La depressione nella stagione fredda
Messo a disposizione dal dott. Erwin Demichiel, Direttore del Servizio Psicologico presso il Comprensorio Sanitario di Merano.
Per migliaia di anni abbiamo dovuto temere l'oscurità e il freddo, ed il ritorno del sole, della luce e quindi del calore è dipeso da forze sconosciute. Anche se oggi crediamo che la natura esista solo all'esterno di noi stessi, ciò che provano alcune persone in autunno e in inverno, la cosiddetta depressione stagionale, può forse ricordarci l'immutata appartenenza ad essa. Questo tipo di depressione legata alle stagioni era già conosciuta dai medici nell'antichità e non si contano i versi che i poeti hanno dedicato a questa fase autunnale di umore mutevole.
Le spiegazioni scientifiche per questo fenomeno si basano in primo luogo sulla mancanza di luce naturale, sulla diminuita intensità della luce e sull'abbassamento delle temperature che portano a cambiamenti nei processi biochimici dell'organismo. Il livello del neurotrasmettitore serotonina cala e la distribuzione dell'ormone melatonina è più intensa.
Le persone colpite accusano disturbi come spossatezza, malumore, voglia di far niente, rifiuto di contatti sociali, bisogno di più ore di sonno, aumentata stanchezza al mattino, esigenza di assumere più carboidrati e dolci. Nella maggior parte dei casi il livello di sviluppo di questi disturbi rimane entro limiti tali da permettere alle persone colpite di superare la vita di ogni giorno senza troppe limitazioni.

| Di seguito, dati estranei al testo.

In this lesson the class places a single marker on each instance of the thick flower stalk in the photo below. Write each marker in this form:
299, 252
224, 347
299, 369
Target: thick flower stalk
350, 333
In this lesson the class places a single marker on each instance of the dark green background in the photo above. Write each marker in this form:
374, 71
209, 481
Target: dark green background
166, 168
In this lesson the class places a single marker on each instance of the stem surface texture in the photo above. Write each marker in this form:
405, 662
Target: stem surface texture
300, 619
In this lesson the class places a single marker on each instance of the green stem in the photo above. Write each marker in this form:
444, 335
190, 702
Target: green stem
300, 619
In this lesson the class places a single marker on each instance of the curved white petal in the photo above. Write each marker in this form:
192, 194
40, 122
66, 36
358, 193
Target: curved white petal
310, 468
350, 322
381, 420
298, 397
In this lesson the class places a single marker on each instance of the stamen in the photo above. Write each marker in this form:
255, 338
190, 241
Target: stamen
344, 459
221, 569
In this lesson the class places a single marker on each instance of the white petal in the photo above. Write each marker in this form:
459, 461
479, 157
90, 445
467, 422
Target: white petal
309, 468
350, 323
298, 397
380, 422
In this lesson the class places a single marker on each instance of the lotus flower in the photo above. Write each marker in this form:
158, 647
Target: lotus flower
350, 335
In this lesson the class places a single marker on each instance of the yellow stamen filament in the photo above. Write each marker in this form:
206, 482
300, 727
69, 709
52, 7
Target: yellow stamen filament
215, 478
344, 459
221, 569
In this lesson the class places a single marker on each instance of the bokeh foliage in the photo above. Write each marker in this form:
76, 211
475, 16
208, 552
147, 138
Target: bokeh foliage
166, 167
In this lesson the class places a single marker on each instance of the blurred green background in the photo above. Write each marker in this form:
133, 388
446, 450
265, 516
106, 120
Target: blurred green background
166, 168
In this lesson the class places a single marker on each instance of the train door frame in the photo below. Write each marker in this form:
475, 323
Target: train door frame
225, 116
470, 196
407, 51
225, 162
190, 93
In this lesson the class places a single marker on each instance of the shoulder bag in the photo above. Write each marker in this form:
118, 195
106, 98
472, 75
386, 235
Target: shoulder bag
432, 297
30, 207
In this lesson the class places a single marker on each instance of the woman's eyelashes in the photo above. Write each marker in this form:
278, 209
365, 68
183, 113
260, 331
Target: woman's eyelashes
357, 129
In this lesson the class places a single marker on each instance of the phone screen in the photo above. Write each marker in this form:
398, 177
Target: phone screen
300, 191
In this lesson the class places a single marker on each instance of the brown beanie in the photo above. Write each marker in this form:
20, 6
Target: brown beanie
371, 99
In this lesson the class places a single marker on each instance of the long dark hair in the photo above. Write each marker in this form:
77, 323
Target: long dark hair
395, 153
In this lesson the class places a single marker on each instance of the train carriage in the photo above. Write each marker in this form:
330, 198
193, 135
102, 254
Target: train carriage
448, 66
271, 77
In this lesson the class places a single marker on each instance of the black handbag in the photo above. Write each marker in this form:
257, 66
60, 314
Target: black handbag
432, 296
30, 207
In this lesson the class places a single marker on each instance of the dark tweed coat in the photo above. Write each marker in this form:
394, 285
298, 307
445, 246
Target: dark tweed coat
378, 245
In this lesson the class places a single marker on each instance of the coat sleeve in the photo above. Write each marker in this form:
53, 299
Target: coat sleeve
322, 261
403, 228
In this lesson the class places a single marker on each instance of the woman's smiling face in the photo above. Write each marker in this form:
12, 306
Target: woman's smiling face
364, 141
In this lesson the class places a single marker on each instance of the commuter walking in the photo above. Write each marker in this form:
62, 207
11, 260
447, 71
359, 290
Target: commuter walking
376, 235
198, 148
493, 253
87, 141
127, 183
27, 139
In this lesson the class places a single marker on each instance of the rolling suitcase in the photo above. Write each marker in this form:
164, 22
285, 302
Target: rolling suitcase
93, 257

Nella vita moderna cosi complessa come la nostra, superare la quotidianità è diventato più difficile, le incitazioni a vivere con un costante sorriso sulle labbra e a lavorar senza cali di prestazione sono incessati. I ritmi biologici sono ormai considerati fattori di disturbo per la grande macchina che è l'economia. Così l'invito più o meno diretto a ritrovare in breve tempo uno stato psichico ottimale ne è la conseguenza. Ricorre spesso la frase che "viviamo in questo mondo e vogliamo vivere la nsotra vita al meglio".
Il consiglio del medico
Cosa si può intraprendere per contrastare la depressione stagionale? Andiamo per ordine:
- LiberateVi subito dalla convinzione che siete ammalati o che non siete normali o che qualcosa in Voi non va. Riflettete sul fatto che il Vostro organisamo segue dei ritmi naturali, che cambiamenti d'umore e sentimenti di tristezza non sono in sè condizioni di malattia e che alcuni Vostri disturbi possono essere delle normali reazioni a delle situazioni di cambiamento nell'ambiente che Vi circonda.
- Tenete presente che uno dei mezzi più efficaci per combattere la prostrazione e la depressione siete Voi. Ciò Vi rende possibile sperimentare il controllo sulla Vostra vita. Non pretendete risultati immediati e completi. L'esperienza che potete fare Voi stessi qualcosa per migliorare la situazione, nonostante tutti gli ostacoli, è la cosa più importante.
- Al primo posto nel fare qualcosa di concreto c'è una regolare attività fisica di qualsiasi tipo ed il faro un pieno di luce. Camminate all'aperto appena potete, non deve necessariamente sempre splendere il sole. E' nota la difficoltà di rispettare dei programmi di attività fisica soprattutto se si è da soli. MetteteVi d'accordo con qualcun'altro per farlo, ne trarrà vantaggio anche lui o lei.
- Pensate a tutto ciò che Vi far star bene, segnatevelo e fate in modo di favorire ogni occasione per renderlo possibile.
- La cioccolata e lo zucchero contengono sostanze che favoriscono la produzione della serotonina, l'ormone del buon umore; forse non è un caso che ci sia la tradizione dei biscotti natalizi! Naturalmente ciascuno deve conoscere i propri limiti.
- Discutete con il Vostro medico di base se vi siano altre concause per i Vostri disturbi e per escluderne altri di altro genere. Decidete insieme se sia il caso di assumere eventualmente antidepressivi di origine naturale (iperico). Parlate col medico sulla possibiltità di una fototerapia, luce emanata artificialmente da una speciale apparecchiatura, utile a contrastare la mancanza di luce naturale.
- RivolgeteVi pure alla competenza professionale di psicologi e psichiatri. Soprattutto verificate quanti i Vostri disturbi limitano la Vostra vita quotidiana e se esistono delle componenti da ricollegare ad altri avvenimenti della Vostra vita che non riuscite a superare. Anche qui il consiglio è che nel dubbio è meglio parlarne con il Vostro medico di famiglia.